Secrets of a Jewish Mother: Real Advice, Real Stories, Real Love. By Jill Zarin, Lisa Wexler, and Gloria Kamen. Dutton. $25.95.
Clichés become clichés in the first place because they contain, at their heart, a nugget of truth. Some stereotypes, although scarcely all, are the same way – and some people deliberately play to the stereotypes their heritage evokes, such as the Latin lover, the frugal Scotsman and, as in this book, the Jewish mother.
You get three Jewish mothers here for the price of one, although it is the name of Jill Zarin – known from The Real Housewives of New York City on the Bravo network – that gets the most play. Gloria Kamen is Jill’s mother; Lisa Wexler is Jill’s sister. The three women are clearly cut from the same cloth, at least within the pages of this guide-to-life book. Each gets a chance to express herself separately on a subject, but there is virtually no attitudinal difference in what they say. As for the content of the book – well, there is content, but it is so frothy that it seems ready to evaporate if you examine it too closely. It is also rather strangely old-fashioned. Take the subject of dating and sex: “A Jewish mother does not advise you to live together before marriage. …Why would a guy choose to get married if he gets all the benefits of marriage by living together, without the burdens? …Why should he get to see you in your pretty underwear without having to accompany you to your parents’ on the holidays or help pay for all those pretty negligees?” Oh, come on – didn’t that sort of thinking go out of style about 50 years ago? Do these women really think people who cohabit don’t see each other in everyday working clothes and don’t visit each other’s families? Obviously this is a very, very skewed view of human relationships – made more so when, after the general statements, the authors get to make some specific ones. From Lisa: “I don’t understand couples who would rather live together before getting married just because they want to save up for a ring.” From Jill: “One of the rules I learned from my mother is to never move to a city for a man without a ring and obviously never move in with a man without a ring.” And from Gloria, who is her mother: “In my day, people simply did not live together before they got married.” Apparently her day has continued to today in this particular group – both the sexual revolution and women’s liberation passed these three Jewish mothers by, in terms of their attitudes if not necessarily their experience.
Of course, it is this attitudinal hyper-traditionalism, delivered with a kind of homespun certainty, that will attract some readers. They will find plenty of it. “We strongly believe that Jews should marry Jews, Christians should wed Christians and so on.” “Learn as much as you can for as long as you can.” “A real friend will kvell [be joyful about someone else’s accomplishments] when you receive that promotion you’ve been working for, your kid has gotten into Harvard (it should only happen!) or you finally manage to lose those last ten pounds.” “Ideally, we do not push our kids into doing anything [as a career] they wouldn’t be happy doing. But we are not above giving a shove in the right direction.”
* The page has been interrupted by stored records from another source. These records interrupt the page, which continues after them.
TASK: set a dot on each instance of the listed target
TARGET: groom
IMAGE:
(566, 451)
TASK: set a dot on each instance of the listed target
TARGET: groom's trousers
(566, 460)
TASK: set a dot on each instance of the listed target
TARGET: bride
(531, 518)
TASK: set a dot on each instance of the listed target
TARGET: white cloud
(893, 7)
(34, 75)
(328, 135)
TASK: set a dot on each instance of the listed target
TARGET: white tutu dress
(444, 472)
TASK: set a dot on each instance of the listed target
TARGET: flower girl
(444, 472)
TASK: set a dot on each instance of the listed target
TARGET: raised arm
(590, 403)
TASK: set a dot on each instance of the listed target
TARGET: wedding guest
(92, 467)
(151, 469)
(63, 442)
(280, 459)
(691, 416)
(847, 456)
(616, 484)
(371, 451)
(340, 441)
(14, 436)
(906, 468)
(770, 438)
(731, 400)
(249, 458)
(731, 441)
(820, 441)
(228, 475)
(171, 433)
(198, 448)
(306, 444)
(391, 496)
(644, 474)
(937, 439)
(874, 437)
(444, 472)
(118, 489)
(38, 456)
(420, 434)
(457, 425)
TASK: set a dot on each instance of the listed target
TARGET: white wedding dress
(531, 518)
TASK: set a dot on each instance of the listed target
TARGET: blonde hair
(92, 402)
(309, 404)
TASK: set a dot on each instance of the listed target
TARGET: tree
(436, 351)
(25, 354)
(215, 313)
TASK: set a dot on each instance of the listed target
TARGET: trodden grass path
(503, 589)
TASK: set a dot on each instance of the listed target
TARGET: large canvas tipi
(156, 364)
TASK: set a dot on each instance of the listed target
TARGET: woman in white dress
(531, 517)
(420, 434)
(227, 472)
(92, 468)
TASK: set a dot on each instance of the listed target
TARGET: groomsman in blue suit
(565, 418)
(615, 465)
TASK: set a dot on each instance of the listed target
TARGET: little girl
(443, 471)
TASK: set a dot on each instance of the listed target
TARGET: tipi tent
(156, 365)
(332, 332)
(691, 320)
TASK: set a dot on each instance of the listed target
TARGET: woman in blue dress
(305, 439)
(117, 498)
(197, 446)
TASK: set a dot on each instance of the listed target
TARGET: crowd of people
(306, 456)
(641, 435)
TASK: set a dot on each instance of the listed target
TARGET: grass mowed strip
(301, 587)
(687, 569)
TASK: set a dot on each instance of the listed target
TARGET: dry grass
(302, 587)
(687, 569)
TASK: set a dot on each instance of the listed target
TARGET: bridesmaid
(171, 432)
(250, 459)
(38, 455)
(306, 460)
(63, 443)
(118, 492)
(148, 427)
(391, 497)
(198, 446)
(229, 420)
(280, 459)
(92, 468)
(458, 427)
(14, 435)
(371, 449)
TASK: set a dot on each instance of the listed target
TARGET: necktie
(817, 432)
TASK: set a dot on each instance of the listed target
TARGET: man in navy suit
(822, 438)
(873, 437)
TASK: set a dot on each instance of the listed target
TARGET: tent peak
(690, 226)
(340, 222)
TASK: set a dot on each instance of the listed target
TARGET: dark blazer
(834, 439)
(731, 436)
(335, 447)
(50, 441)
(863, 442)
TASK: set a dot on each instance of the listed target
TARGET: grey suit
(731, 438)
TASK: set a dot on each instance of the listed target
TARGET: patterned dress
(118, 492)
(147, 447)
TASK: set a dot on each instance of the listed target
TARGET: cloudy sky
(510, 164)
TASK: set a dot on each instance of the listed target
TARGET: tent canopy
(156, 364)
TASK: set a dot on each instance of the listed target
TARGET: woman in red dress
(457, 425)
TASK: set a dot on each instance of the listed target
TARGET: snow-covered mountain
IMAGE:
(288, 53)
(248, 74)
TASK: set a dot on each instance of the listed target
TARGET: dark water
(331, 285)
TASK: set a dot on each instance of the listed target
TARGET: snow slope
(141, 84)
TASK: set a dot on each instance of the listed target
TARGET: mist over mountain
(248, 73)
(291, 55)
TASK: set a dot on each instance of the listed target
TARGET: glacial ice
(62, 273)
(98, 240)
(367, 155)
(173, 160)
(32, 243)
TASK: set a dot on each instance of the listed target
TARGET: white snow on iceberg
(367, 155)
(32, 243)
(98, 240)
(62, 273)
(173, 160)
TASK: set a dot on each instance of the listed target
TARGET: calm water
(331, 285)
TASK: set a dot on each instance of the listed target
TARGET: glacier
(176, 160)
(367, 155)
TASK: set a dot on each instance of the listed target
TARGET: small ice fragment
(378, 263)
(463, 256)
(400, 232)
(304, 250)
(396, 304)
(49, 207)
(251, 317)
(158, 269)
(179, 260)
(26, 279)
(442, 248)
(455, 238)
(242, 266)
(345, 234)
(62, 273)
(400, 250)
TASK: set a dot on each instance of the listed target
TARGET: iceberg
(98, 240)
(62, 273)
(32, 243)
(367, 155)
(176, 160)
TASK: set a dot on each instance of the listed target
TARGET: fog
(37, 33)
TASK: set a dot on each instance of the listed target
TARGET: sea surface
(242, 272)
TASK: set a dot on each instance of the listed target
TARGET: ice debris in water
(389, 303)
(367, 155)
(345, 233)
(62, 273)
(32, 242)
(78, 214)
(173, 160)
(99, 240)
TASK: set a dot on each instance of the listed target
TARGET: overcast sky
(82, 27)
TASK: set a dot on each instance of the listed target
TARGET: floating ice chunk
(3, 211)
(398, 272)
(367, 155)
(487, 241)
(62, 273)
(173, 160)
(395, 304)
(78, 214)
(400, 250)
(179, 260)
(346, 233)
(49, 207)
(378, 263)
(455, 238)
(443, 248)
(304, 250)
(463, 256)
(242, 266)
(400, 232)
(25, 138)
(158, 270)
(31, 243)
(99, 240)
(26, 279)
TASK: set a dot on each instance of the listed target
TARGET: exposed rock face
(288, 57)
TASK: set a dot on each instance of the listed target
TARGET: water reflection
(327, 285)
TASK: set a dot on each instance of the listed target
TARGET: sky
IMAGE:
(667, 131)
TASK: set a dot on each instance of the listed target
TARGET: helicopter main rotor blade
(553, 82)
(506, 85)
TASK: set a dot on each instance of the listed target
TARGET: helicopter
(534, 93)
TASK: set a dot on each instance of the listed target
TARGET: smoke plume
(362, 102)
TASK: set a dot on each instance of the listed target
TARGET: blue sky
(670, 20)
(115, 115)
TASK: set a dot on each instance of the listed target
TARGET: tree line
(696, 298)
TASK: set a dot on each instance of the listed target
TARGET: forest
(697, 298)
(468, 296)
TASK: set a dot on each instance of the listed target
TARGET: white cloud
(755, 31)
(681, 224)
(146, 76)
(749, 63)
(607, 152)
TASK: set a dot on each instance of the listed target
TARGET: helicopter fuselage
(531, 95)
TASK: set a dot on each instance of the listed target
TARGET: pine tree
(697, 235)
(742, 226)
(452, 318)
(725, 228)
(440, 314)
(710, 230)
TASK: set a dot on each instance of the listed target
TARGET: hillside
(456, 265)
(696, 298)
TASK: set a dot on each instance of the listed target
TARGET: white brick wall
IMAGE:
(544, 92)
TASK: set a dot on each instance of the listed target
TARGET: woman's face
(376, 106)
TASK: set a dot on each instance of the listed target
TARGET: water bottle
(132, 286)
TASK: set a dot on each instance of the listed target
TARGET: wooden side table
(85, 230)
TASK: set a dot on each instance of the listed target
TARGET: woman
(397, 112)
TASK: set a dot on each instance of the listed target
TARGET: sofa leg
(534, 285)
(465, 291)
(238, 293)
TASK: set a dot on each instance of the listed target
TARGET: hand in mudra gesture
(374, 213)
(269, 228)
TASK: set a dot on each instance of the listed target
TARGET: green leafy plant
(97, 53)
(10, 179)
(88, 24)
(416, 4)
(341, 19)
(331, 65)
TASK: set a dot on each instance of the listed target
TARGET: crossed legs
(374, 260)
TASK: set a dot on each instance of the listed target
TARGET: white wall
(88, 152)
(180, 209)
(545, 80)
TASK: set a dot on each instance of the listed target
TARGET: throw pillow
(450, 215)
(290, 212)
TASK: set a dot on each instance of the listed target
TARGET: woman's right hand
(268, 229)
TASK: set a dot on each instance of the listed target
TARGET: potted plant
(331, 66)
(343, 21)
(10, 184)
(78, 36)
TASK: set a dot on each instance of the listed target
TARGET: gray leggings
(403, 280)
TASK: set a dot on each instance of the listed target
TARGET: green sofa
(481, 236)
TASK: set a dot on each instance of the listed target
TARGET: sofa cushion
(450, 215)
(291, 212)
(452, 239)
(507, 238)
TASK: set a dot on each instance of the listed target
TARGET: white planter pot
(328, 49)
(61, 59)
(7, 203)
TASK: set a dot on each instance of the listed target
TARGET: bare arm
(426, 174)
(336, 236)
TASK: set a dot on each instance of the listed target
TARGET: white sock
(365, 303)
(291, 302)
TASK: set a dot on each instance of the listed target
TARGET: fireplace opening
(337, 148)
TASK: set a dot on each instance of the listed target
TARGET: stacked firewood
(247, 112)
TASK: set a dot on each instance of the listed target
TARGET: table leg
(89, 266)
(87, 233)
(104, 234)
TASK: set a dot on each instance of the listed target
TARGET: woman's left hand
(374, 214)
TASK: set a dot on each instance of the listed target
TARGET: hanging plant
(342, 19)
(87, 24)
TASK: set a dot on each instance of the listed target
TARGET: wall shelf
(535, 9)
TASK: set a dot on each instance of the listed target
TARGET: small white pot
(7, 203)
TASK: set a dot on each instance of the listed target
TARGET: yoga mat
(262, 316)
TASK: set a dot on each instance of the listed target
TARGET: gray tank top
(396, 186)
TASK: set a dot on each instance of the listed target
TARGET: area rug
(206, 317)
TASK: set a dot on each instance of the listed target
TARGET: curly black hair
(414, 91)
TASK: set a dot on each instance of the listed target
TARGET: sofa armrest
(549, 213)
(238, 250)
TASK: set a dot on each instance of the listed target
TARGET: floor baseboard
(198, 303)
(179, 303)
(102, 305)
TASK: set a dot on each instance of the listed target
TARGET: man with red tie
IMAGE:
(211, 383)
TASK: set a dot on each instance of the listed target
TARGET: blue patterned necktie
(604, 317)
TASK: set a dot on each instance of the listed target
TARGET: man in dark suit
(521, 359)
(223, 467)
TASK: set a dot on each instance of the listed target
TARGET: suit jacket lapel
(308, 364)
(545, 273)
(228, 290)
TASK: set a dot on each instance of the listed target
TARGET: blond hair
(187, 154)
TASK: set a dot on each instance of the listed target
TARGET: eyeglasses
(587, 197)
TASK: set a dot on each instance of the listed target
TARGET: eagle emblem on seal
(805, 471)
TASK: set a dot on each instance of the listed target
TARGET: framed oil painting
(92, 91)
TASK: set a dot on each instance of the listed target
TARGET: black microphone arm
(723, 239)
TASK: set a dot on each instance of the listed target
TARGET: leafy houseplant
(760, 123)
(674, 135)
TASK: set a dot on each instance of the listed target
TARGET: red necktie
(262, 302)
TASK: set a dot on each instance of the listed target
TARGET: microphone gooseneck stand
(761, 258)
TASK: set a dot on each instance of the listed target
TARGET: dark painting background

Readers who are not enthralled by this sort of dispensing of this sort of pseudo-wisdom will quickly start wondering what planet these women are from. The answer is, of course, the planet New York City – specifically the planet Jewish New York City, which apparently accounts for a lot (and not just the sprinkling of Yiddish terms). Even advice that is intended to be with-it and plainspoken tends to come across as hectoring here. For example, what should a woman do if her marriage is not going well and she flirts a little too avidly with an attractive co-worker? Should she tell her husband what happened? From Gloria: “Why do you want to confess? To make yourself feel better? To alleviate your own guilt? Too bad. If you intend to stay with your husband and work on your marriage, then shut up and don’t say a word. …Fooling around was your sin; your punishment is that you have to live with what you did.” Wow! And this is in a hypothetical example of someone who was not actually unfaithful – only “almost.”
These self-proclaimed Jewish mothers are big on forgiveness of close friends and family, but not so forgiving otherwise. And they really do have an almost laughably narrow view of human relationships in the 21st century: “Two parents are better than one. Don’t holler—of course, there are exceptions to this rule.” But rules are what Secrets of a Jewish Mother is ultimately all about – rules on how to live, with whom, when, under what circumstances, doing what sort of work, where, for what kind of payment, and on and on and on and on. And if you don’t like what you are told here – well, you can always feel guilty for not “getting” it. Guilt is a big behavioral driver for these women – and, in fact, the use of guilt as a motivator by Jewish mothers is not only a stereotype, not only a cliché, but, as readers of this book will discover, a way of life.